Our central characters are somewhat well established, with solid characterization for both Hana and her grandfather. As for Lord Ardath… can this be? A Christian series has a compelling villain? On the negative side, Brittany’s friends are fairly one-dimensional and their apparently random racism (in San Francisco?) seems forced in order to create a school conflict. Perhaps their characters will be developed further later, but for now they are a weakness.

Which brings me to my central complaint: Tomo. For the title character, he is surprisingly unnecessary. It is obvious he has a lot to do with the plot (given his true identity) but he is mostly irritating. I think a comic relief animal is a bad idea, even if the animal is actually funny, but perhaps at this point I need to acknowledge this series is written for a younger audience. I remain skeptical as to how humorous they will find his antics and grateful he isn’t as important as many other aspects of the series.

So far the plot is still in its early stages and seems well-managed, if relatively simple. It is nice to see competent villains (especially how the fox soldiers adapt quickly enough to pose as exterminators instead of bumbling around with lame culture-shock jokes) and the story promises interesting future conflicts. The writing is fairly adept and excepting Tomo the humor is generally funny (the “Yelp! Yelp! / Worthless peasant!” panel is my favorite).

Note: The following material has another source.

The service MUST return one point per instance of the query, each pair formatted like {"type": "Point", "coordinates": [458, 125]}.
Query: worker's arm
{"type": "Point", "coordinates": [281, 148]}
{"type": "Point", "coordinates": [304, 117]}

Though there is no effort made to hide where the series is going concerning Christianity, it is good that the authors felt no need to drive these aspects in from the start. Hana’s encounter with Christianity feels realistic, though I am curious how this will be developed as the series progresses. Having the Ephesians 6 armor of God as a central theme has been done before, but since this hasn’t been stressed so far I think it might be manageable. One must wonder, however, why the Sword of the Spirit isn’t a katana. I understand Argon Falls is more European-based, but it feels somewhat out of place amid so much eastern weaponry.

Tomo has the potential to be a very enjoyable series, for children or adults, based on how it develops the elements begun in the first volume. For the moment I shall follow the releases with anticipation.